Avverso questa sentenza la T. ha proposto ricorso per cassazione, affidato a due motivi, cui si è opposto il C. con controricorso e memoria.

Ragioni della decisione

Il primo motivo di ricorso denuncia omesso esame di fatti ritenuti decisivi, quali la disparità reddituale tra le parti e lo stato di disoccupazione del figlio, nel frattempo licenziato dal datore di lavoro, ai fini della domanda di assegno divorzile e del contributo di mantenimento del figlio maggiorenne.

Il secondo motivo denuncia violazione e falsa applicazione di norme di diritto in ordine alle medesime circostanze sopra esposte.

Entrambi i motivi sono, in parte, inammissibili, laddove si risolvono nella critica della sufficienza del ragionamento logico posto dal giudice di merito a base dell’interpretazione degli elementi probatori del processo e, in sostanza, nella richiesta di una diversa valutazione degli stessi, ipotesi integrante un vizio motivazionale non più proponibile in seguito alla modifica dell’art. 360, primo comma, n. 5 c.p.c., apportata dall’art. 54 d.l. n. 83/2012, convertito in legge n. 134/2012 (v. Cass., sez. un., n. 8053/2014).

Inoltre, la ricorrente – pur denunciando la violazione e falsa applicazione di norme di diritto ai sensi dell’art. 360 n. 3 c.p.c. – non ha svolto specifiche argomentazioni intese a dimostrare come e perché determinate affermazioni in diritto, contenute nella sentenza gravata, siano in contrasto con le norme regolatrici della fattispecie (v., tra le tante, Cass. n. n. 635/2015).
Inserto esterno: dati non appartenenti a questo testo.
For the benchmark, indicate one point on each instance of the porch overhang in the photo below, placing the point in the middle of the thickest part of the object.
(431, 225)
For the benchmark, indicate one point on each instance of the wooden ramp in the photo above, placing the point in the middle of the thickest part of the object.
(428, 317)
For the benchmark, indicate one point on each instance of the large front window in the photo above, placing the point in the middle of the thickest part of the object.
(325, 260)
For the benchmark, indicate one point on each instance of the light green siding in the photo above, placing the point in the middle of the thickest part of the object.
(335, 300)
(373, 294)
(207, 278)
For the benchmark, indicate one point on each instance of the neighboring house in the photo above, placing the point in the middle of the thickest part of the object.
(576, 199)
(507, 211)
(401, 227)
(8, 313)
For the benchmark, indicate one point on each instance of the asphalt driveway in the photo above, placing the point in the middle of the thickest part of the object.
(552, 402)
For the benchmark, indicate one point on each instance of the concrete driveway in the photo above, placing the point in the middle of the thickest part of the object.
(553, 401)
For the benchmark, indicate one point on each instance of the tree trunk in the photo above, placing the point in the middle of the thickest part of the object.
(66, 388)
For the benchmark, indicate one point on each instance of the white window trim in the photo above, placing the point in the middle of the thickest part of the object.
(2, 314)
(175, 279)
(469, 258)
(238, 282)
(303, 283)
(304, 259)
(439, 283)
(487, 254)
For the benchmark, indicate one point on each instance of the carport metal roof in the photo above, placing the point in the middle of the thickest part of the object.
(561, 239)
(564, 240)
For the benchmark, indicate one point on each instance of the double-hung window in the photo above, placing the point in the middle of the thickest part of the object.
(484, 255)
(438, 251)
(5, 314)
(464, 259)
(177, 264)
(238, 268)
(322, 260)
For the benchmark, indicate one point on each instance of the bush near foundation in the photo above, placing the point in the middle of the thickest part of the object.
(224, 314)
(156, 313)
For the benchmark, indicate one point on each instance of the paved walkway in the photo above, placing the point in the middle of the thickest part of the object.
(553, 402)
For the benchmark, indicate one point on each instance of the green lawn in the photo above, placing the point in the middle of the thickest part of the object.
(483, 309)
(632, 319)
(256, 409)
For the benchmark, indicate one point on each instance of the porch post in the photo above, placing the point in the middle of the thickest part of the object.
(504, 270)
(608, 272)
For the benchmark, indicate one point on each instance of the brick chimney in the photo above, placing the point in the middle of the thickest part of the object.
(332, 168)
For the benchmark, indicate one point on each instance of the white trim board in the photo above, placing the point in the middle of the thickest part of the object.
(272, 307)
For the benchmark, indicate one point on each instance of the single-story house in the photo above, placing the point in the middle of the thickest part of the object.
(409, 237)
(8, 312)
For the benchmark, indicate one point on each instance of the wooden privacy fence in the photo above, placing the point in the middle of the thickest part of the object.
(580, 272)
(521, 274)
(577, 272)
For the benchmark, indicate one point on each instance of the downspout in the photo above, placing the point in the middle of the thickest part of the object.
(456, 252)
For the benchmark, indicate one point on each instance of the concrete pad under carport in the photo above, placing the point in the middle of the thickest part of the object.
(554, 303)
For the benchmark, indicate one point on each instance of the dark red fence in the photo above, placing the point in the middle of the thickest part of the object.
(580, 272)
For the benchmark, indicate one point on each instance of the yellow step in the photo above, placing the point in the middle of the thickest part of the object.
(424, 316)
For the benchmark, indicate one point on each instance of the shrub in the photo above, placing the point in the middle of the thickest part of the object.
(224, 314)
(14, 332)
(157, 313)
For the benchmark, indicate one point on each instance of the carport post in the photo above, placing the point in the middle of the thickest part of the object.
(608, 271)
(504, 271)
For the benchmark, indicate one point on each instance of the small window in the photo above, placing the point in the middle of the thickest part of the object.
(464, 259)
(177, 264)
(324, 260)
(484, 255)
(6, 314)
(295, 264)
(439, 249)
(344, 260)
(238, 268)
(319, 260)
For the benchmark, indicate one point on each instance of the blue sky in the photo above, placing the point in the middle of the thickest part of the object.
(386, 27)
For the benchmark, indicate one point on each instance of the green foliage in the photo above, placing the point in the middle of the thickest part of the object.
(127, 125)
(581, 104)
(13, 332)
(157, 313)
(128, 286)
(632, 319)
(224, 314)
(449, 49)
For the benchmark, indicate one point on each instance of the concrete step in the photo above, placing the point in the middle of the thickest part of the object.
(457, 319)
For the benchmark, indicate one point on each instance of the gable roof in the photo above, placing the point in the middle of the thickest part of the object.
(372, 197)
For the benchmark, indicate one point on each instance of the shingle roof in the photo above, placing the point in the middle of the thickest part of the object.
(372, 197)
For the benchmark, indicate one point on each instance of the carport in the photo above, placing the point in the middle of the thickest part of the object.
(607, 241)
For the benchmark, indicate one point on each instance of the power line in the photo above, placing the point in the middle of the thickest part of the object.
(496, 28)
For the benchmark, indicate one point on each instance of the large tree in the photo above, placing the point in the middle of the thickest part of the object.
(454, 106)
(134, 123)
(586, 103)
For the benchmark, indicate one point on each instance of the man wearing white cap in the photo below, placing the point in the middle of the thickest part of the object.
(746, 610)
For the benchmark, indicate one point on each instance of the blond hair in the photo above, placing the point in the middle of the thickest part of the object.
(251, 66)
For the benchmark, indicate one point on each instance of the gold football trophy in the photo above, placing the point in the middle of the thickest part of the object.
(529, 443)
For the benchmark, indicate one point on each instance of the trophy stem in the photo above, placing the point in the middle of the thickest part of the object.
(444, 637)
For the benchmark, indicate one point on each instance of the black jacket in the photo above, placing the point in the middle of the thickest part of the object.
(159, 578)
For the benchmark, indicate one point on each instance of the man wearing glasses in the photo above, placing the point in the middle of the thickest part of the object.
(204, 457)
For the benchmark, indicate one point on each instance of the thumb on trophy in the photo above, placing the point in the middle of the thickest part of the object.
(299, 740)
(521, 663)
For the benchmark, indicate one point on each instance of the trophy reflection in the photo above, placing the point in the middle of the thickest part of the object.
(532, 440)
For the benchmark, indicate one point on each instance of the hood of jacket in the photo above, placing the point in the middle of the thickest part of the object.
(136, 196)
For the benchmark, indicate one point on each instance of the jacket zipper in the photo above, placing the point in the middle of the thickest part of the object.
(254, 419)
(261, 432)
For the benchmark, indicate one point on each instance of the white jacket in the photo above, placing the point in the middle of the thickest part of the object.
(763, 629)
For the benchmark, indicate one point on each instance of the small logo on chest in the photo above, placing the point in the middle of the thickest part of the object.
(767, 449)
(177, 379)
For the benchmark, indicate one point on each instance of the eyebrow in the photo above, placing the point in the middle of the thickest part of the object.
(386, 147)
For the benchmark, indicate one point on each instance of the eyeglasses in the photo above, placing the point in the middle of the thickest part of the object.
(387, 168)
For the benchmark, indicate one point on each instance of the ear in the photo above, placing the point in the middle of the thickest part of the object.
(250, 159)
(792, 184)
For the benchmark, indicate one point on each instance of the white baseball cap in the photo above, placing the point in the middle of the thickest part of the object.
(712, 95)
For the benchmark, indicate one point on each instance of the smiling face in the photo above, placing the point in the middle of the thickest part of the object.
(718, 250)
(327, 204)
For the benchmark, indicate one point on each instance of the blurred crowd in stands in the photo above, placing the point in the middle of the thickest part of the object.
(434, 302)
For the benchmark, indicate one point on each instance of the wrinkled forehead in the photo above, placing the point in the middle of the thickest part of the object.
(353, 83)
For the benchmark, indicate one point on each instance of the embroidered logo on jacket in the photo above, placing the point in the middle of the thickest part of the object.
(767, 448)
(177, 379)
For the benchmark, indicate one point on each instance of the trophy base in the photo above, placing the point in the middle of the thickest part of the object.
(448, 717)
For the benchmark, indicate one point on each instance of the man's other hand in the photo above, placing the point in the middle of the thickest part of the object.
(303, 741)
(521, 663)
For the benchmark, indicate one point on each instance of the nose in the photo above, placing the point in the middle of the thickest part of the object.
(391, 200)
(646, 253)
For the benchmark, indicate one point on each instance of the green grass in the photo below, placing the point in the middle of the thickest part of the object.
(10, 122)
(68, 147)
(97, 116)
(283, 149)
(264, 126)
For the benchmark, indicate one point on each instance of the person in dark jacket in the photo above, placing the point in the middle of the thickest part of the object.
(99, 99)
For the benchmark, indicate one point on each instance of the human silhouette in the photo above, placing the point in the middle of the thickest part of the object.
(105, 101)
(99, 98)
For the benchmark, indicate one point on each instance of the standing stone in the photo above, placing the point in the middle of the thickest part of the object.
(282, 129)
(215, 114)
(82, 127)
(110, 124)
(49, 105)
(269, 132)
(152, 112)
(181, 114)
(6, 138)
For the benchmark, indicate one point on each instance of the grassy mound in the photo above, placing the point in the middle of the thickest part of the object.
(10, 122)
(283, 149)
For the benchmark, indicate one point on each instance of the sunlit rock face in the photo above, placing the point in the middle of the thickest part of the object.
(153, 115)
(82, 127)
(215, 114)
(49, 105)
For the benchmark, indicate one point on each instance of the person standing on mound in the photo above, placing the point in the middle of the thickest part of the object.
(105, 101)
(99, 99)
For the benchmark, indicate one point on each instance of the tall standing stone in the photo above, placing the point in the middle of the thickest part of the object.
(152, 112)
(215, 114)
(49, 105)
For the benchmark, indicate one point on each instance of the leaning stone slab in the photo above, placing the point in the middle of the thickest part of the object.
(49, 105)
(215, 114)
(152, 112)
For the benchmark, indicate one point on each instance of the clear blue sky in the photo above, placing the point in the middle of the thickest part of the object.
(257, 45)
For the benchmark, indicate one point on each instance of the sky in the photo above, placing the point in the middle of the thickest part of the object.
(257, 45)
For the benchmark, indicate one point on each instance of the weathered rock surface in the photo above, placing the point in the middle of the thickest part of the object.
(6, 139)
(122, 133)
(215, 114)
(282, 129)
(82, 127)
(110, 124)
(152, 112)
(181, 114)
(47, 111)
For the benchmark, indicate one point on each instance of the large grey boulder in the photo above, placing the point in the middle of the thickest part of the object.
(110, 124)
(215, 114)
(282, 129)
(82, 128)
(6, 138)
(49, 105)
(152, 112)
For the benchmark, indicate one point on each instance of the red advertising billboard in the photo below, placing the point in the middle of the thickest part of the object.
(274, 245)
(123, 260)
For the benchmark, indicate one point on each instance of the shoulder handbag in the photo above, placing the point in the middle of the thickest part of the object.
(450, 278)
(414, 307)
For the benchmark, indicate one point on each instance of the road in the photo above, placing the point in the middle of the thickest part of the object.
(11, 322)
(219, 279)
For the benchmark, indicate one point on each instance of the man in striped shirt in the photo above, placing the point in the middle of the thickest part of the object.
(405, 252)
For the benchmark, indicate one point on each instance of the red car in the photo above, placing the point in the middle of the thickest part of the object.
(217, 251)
I motivi sono infondati nella parte concernente il contributo per il mantenimento del figlio maggiorenne, già indipendente, e poi, in tesi, tornato ad essere dipendente economicamente per avere perduto l’occupazione lavorativa.

E ciò alla luce del principio secondo cui il diritto del coniuge separato (o, in questo caso, dell’ex coniuge) di ottenere dall’altro coniuge (o ex coniuge) un assegno per il mantenimento del figlio maggiorenne convivente è da escludere quando quest’ultimo, ancorché allo stato non autosufficiente economicamente, abbia in passato iniziato ad espletare un’attività lavorativa, così dimostrando il raggiungimento di una adeguata capacità e determinando la cessazione del corrispondente obbligo di mantenimento (se previsto) ad opera del genitore.

Né assume rilievo il sopravvenire di circostanze ulteriori (come, nella specie, il fatto del licenziamento, peraltro controverso e non accertato dal giudice di merito), le quali non possono far risorgere un obbligo di mantenimento i cui presupposti siano già venuti meno (Cass. n. 26259/2005).

Il ricorso è rigettato. Sussistono giusti motivi per compensare le spese, a norma dell’art. 92, secondo comma, c.p.c. (nella versione, applicabile ratione temporis, successiva alla prima modifica, operata dall’art. 2, comma 1, lett., a, della legge n. 263 del 2005), in considerazione della dimensione sostanziale della controversia.

P.Q.M.

La Corte rigetta il ricorso; compensa le spese.

Doppio contributo a carico della ricorrente, come per legge.